Anabel del Val has been awarded the 2020 Amelia Earhart Fellowship!

We have the pleasure to inform you that Anabel del Val has been awarded the prestigious 2020 Amelia Earhart Fellowship!

The Amelia Earhart Fellowship was established in 1938 in honor of famed pilot and Zontian, Amelia Earhart. The US$10,000 Fellowship is awarded annually to up to 30 women pursuing Ph.D./doctoral degrees in aerospace engineering and space sciences.

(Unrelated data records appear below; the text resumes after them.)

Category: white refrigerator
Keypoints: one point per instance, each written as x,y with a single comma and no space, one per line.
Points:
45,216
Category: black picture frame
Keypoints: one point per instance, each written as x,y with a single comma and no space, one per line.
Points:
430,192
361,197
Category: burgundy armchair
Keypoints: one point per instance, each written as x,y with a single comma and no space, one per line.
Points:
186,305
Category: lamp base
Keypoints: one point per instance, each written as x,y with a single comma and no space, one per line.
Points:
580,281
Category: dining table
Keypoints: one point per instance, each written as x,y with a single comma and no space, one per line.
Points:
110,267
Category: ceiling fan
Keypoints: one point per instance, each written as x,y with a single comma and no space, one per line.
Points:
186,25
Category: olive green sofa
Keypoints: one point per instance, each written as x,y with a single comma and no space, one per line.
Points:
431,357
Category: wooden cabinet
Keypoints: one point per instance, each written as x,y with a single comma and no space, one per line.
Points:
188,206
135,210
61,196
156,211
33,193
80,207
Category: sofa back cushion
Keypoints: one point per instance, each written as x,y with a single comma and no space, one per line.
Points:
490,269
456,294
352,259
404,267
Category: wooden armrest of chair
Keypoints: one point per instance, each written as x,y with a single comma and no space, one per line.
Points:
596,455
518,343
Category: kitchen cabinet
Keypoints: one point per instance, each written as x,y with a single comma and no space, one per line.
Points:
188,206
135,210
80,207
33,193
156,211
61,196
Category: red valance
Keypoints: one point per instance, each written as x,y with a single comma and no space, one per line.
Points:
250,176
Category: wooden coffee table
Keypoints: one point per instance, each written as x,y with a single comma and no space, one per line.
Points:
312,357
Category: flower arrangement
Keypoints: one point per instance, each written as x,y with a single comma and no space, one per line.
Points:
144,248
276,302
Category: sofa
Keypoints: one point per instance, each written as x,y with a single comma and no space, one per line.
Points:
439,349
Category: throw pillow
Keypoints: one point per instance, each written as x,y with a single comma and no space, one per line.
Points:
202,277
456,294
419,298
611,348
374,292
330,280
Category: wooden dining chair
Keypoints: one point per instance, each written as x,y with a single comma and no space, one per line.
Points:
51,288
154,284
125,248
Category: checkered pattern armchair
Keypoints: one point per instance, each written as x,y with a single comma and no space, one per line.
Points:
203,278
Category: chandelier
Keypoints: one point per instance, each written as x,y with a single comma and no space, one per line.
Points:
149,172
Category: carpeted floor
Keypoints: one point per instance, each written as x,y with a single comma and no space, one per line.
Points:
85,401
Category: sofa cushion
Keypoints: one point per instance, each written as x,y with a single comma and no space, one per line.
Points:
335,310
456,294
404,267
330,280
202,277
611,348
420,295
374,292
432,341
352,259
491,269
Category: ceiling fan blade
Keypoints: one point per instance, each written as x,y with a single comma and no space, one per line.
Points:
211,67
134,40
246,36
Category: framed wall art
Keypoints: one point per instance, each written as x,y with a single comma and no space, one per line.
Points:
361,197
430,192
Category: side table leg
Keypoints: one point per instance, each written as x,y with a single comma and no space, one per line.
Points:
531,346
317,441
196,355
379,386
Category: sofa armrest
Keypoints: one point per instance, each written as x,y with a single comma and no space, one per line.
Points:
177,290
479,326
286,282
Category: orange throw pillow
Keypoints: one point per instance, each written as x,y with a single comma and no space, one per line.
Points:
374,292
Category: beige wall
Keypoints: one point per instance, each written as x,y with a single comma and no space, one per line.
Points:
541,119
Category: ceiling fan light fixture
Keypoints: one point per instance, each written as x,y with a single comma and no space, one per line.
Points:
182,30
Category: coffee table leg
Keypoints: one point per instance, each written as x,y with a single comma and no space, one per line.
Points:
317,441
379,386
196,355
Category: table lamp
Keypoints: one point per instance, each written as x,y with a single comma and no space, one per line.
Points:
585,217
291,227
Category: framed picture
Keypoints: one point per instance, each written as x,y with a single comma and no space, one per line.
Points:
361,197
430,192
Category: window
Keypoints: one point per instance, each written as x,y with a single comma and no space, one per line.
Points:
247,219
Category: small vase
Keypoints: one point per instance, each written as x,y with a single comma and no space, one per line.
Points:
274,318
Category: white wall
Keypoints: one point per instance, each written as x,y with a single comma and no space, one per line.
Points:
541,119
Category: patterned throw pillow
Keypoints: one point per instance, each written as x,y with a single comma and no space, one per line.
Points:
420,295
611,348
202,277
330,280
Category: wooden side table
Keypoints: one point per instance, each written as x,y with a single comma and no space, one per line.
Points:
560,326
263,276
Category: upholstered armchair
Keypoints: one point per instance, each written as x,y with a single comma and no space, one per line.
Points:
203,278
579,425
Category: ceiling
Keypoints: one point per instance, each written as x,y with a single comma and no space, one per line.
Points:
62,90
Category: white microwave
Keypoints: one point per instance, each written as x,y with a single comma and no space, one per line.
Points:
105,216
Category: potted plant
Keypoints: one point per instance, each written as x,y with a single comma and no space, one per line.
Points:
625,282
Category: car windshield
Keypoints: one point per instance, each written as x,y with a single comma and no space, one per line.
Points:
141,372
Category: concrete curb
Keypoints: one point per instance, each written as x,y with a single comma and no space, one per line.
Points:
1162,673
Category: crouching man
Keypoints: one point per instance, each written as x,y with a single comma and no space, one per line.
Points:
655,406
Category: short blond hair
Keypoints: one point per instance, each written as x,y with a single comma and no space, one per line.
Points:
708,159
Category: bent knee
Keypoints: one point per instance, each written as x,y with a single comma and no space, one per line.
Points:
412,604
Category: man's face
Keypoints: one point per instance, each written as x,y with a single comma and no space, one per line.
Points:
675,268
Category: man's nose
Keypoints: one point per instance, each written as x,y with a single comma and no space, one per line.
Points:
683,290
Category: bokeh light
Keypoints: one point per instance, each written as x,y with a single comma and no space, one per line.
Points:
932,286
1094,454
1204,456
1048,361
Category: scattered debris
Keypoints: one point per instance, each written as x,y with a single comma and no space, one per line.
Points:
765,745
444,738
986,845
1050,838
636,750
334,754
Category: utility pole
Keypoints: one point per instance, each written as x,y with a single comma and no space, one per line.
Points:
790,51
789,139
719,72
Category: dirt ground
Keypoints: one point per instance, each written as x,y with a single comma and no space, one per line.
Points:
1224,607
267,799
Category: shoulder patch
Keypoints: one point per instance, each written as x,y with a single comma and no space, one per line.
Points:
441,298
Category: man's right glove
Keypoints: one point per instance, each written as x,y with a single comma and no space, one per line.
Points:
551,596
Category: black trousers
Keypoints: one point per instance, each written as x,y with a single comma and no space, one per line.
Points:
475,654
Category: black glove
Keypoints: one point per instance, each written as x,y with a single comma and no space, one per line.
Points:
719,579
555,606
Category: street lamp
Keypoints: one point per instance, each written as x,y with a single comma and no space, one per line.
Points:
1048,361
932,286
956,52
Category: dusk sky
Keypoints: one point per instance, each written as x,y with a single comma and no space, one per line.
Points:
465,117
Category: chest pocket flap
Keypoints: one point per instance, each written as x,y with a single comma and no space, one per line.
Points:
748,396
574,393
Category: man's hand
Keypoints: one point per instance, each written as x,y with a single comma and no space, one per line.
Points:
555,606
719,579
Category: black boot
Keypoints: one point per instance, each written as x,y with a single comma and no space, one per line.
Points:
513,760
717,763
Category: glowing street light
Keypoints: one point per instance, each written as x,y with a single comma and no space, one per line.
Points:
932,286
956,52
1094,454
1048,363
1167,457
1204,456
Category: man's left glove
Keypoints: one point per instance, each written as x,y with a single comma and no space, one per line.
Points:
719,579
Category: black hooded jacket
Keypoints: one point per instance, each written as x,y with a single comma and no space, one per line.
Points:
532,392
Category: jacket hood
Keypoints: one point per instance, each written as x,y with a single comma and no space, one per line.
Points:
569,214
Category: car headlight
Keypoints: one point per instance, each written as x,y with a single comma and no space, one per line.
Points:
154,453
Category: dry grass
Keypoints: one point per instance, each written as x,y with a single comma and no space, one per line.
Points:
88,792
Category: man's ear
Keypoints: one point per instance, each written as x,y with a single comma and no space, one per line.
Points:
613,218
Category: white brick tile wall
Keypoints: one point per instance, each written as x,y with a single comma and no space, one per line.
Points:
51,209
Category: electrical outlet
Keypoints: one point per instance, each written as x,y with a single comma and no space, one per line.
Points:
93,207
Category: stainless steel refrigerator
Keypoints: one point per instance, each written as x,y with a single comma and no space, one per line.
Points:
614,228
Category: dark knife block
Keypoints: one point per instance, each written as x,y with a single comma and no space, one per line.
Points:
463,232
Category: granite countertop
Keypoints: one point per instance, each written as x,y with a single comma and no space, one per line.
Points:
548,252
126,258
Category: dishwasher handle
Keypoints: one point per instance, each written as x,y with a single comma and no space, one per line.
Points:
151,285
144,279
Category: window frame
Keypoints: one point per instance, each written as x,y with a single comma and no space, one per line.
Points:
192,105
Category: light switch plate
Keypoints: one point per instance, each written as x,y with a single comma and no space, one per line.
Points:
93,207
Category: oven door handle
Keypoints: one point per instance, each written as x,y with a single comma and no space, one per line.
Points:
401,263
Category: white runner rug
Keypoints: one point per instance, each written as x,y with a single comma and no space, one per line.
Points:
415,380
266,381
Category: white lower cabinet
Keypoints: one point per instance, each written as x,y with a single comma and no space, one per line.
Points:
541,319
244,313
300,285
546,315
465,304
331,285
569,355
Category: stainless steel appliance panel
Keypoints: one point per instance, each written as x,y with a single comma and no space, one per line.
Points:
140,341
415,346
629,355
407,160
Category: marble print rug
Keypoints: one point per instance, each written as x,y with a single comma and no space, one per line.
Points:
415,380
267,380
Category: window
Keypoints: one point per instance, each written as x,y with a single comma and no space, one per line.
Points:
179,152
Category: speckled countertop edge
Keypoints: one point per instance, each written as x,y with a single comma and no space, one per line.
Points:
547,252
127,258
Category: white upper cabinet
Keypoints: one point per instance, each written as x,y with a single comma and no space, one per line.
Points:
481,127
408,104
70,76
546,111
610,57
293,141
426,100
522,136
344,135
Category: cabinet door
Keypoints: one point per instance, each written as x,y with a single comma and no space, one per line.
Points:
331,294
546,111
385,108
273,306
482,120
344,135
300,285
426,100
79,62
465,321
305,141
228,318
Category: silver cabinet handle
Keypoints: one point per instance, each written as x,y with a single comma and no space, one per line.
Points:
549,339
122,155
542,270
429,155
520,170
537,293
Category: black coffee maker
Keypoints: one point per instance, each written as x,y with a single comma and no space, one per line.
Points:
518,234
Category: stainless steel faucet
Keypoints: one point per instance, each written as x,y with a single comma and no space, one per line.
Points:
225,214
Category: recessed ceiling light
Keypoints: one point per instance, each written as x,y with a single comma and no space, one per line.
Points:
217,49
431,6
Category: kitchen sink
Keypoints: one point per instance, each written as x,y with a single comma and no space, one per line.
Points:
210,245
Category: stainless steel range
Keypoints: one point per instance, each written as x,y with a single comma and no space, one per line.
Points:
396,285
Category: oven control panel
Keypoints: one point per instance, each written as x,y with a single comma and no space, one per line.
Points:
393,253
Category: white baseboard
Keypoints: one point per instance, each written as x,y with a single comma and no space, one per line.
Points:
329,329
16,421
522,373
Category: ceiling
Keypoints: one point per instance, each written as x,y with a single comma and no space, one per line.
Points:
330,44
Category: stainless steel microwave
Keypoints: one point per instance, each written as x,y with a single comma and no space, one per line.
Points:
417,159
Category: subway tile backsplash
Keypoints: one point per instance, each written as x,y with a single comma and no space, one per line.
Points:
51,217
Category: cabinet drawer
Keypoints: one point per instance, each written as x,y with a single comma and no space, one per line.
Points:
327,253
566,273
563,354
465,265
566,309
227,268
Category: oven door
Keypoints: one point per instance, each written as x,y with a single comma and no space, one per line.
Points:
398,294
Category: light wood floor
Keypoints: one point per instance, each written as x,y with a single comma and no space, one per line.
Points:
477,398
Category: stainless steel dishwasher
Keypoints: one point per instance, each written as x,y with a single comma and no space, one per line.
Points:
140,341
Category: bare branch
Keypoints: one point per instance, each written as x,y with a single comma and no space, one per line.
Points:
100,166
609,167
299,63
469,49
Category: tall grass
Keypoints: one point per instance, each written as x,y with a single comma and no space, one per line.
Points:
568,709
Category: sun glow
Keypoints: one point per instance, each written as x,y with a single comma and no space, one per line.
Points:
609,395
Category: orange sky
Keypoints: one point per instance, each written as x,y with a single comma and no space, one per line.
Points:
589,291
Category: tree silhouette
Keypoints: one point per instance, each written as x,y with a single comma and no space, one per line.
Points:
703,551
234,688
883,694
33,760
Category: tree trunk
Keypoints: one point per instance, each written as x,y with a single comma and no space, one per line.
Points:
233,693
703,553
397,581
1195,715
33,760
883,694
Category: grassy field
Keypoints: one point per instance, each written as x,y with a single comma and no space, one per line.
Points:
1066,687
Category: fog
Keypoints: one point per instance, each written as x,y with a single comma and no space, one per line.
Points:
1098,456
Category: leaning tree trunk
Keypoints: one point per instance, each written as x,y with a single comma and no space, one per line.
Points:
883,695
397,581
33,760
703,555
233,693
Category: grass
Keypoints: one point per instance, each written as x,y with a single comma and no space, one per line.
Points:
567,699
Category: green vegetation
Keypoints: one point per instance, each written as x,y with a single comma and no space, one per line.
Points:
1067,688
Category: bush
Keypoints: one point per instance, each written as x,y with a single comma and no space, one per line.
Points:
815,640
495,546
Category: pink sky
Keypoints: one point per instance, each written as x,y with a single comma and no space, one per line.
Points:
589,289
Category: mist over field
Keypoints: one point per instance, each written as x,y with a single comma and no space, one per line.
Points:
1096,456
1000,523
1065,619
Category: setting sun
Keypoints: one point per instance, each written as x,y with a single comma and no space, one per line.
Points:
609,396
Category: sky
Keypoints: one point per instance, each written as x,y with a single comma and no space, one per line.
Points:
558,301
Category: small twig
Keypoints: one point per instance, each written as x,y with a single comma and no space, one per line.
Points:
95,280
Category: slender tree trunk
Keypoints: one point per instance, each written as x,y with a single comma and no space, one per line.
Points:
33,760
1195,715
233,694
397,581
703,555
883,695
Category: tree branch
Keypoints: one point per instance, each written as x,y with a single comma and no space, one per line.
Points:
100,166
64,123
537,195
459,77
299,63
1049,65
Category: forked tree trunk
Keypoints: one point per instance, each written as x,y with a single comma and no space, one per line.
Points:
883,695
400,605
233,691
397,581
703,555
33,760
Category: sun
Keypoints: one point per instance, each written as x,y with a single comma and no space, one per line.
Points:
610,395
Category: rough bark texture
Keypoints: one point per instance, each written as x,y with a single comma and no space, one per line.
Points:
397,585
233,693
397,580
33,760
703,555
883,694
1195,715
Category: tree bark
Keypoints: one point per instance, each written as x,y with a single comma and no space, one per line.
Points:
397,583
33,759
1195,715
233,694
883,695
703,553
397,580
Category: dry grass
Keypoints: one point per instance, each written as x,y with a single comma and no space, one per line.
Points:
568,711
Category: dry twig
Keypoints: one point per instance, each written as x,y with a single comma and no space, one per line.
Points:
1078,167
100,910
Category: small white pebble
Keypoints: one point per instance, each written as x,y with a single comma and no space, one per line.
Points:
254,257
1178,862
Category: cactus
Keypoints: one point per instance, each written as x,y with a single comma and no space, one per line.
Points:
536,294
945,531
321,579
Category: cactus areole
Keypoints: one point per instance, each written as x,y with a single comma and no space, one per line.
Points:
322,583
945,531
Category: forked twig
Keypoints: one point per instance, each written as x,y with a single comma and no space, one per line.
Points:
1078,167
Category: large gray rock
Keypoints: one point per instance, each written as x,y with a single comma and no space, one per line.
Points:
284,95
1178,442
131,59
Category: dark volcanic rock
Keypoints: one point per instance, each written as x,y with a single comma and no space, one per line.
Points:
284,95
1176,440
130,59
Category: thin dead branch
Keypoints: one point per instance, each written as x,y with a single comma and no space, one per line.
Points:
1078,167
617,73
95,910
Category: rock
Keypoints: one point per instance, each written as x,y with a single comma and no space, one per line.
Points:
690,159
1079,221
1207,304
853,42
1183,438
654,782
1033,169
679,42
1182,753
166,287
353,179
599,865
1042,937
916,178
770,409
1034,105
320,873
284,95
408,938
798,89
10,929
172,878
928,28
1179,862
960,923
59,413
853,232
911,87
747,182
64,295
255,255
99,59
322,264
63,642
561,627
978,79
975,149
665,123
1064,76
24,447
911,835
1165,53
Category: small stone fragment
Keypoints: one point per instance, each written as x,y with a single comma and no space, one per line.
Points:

Anabel del Val graduated in Aerospace Engineering at the Universidad Politécnica de Madrid with a specialization in Space Vehicles. She is now a PhD student at the von Karman Institute for Fluid Dynamics and École Polytechnique in Paris under the supervision of Profs. Olivier Chazot, Thierry Magin and Dr. Pietro Congedo. She works on applying Uncertainty Quantification methods to assess the theoretical modeling of gas/surface interaction phenomena in the context of atmospheric entry. Her research is supported by the European Commission’s Horizon 2020 programme through the UTOPIAE Marie Curie Innovative Training Network

Description of the Anabel's research:

Traditionally, the design of atmospheric entry systems has relied heavily on experimental facilities and their capability to reproduce relevant flight conditions. Theoretical models are validated against the experimental evidence and improved accordingly. However, due to the complexity of the problem and the limitations of the classical deterministic approaches, many gaps remain in the understanding of atmospheric entry phenomena which can substantially slow down the progress for these aerospace systems. In this context, stochastic approaches are necessary to fairly account for all sources of uncertainties in our predictions and let experiments inform how model parameters behave. Model predictions, in turn, provide the capability of proposing new, more informative experiments that help increase confidence in our tools. For the particular case of gas/surface interaction in atmospheric entry flows, available experimental data is scarce and often poorly suited for the understanding of coupled microscopic phenomena. My research is focused on developing and applying Uncertainty Quantification (UQ) techniques for the efficient and robust inference of gas/surface interaction model parameters from limited experimental data. The developed methods are then used to propose new experiments which yield the best estimation of such parameters. Along with this, we can also robustly assess our theoretical models in light of experimental data.